When entering few traits, it is strongly recommended that you enter traits one by one using the Web Interface form, which reduces the chance of duplicating trait definitions.

The traits endpoint interact with the Trait table. The POST method allows you to batch import traits into the database and is designed for transferring data to OpenDataBio from other systems, including Trait Ontologies.

  1. As noted under the Trait Model description, it is important that one really checks whether a needed Trait is not already in the DataBase to avoid multiplication of redundant traits. The Web Interface facilitates this process. Through the API, OpenDataBio only checks for identical export_name, which must be unique within the database. Note, however, that Traits should also be as specific as possible for detailed metadata annotations.
  2. Traits use User Translations for names and descriptions, allowing a multiple-languages

Fields allowed for the traits/ post API:

  • export_name=string - a short name for the Trait, which will be used during data exports, are more easily used in trait selection inputs in the web-interface and also during data analyses outside OpenDataBio. Export names must be unique and have no translation. Short and CamelCase export names are recommended. Avoid diacritics (accents), special characters, dots and even white-spaces. required
  • type=number - a numeric code specifying the trait type. See the Trait Model for a full list. required
  • objects=list - a list of the Core objects the trait is allowed to be measured for.

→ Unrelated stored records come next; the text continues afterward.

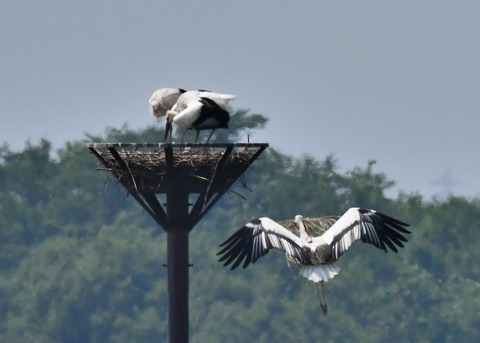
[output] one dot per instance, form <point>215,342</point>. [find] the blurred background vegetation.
<point>81,262</point>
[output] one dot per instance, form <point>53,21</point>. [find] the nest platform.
<point>146,170</point>
<point>161,168</point>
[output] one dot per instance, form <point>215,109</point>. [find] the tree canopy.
<point>80,261</point>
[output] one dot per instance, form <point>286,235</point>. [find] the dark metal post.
<point>177,264</point>
<point>177,170</point>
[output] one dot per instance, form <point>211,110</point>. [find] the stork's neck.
<point>303,232</point>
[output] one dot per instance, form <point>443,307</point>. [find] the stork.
<point>163,99</point>
<point>320,244</point>
<point>199,110</point>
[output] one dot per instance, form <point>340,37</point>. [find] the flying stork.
<point>199,110</point>
<point>163,99</point>
<point>320,244</point>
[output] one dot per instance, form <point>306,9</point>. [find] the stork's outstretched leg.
<point>210,136</point>
<point>196,136</point>
<point>184,133</point>
<point>321,296</point>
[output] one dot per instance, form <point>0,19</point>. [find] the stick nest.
<point>192,170</point>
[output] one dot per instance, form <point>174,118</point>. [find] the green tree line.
<point>80,261</point>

Possible values are ‘Individual’, ‘Voucher’, ‘Location’ and/or ‘Taxon’, singular and case sensitive. Ex: “{‘object’: ‘Individual,Voucher’}”; required
  • name=json - see translations below; required
  • description=json - see translations below; required
  • Trait specific fields:
    • unit=string - required for quantitative traits only (the unit o measurement). This must be either a code or a name (in any language) of a unit already stored in the database. Units can only be define through the web interface.
    • range_min=number - optional for quantitative traits. specify the minimum value allowed for a Measurement.
    • range_max=number - optional for quantitative. maximum allowed value for the trait.
    • categories=json - required for categorical and ordinal traits; see translations below
    • wavenumber_min and wavenumber_max - required for spectral traits = minimum and maximum WaveNumber within which the ‘value_length’ absorbance or reflectance values are equally distributed. May be informed in range_min and range_max, priority for prefix wavenumber over range if both informed.
    • value_length - required for spectral traits = number of values in spectrum
    • link_type- required for Link traits - the class of link type, fullname or basename: eg. ‘Taxon’ or ‘App\Models\Taxon’.
  • bibreference=mix - the id(s) or bibkey(s) of a BibReference already stored in the database, separated by ‘|’ or ‘;’
  • parent - id or export_name of another Trait to which the current trait depends on. If you indicate a trait here, this means you add a RESTRICTION on the validation of the measurements. Adding a Measurement for the current trait will DEPEND on the database having a measurement for the trait here indicated, for the same object and same date. Example, you create a trait called POM (point of measurement) for recording the height on a tree where you measure a DBH (diameter at breast height). Adding DBH as a trait on which POM depends upon, means you can only add POM if there is a DBH value for the same tree on the same date.

Translations

  • Fields name, description must have the following structure to account for User Translations. They should be a list with the language as ‘keys’. For example a name field may be informed as:

    • using the Language code as keys:
     [
       {"en": "Diâmetro na altura do peito"," pt-br": "Diâmetro a Altura do Peito"}
     ]
    
    • or using the Language ids as keys:
     [
       {"1":"Diâmetro à altura do peito","2":"Diâmetro a Altura do Peito"}
     ]
    
    • or using the Language names as keys:
     [
       {"English":"Diameter at Breast Height","Portuguese": "Diâmetro a Altura do Peito"}
     ]
    
  • Alternatively, you can add the information as separate parameters. Instead of name you can use name.LANGUAGE_CODIGO_ou_ID, for example name.en or name.1 for the name in English and name.pt-br or name.2 for the name in Portuguese. Likewise for description: description.en or description.1, etc.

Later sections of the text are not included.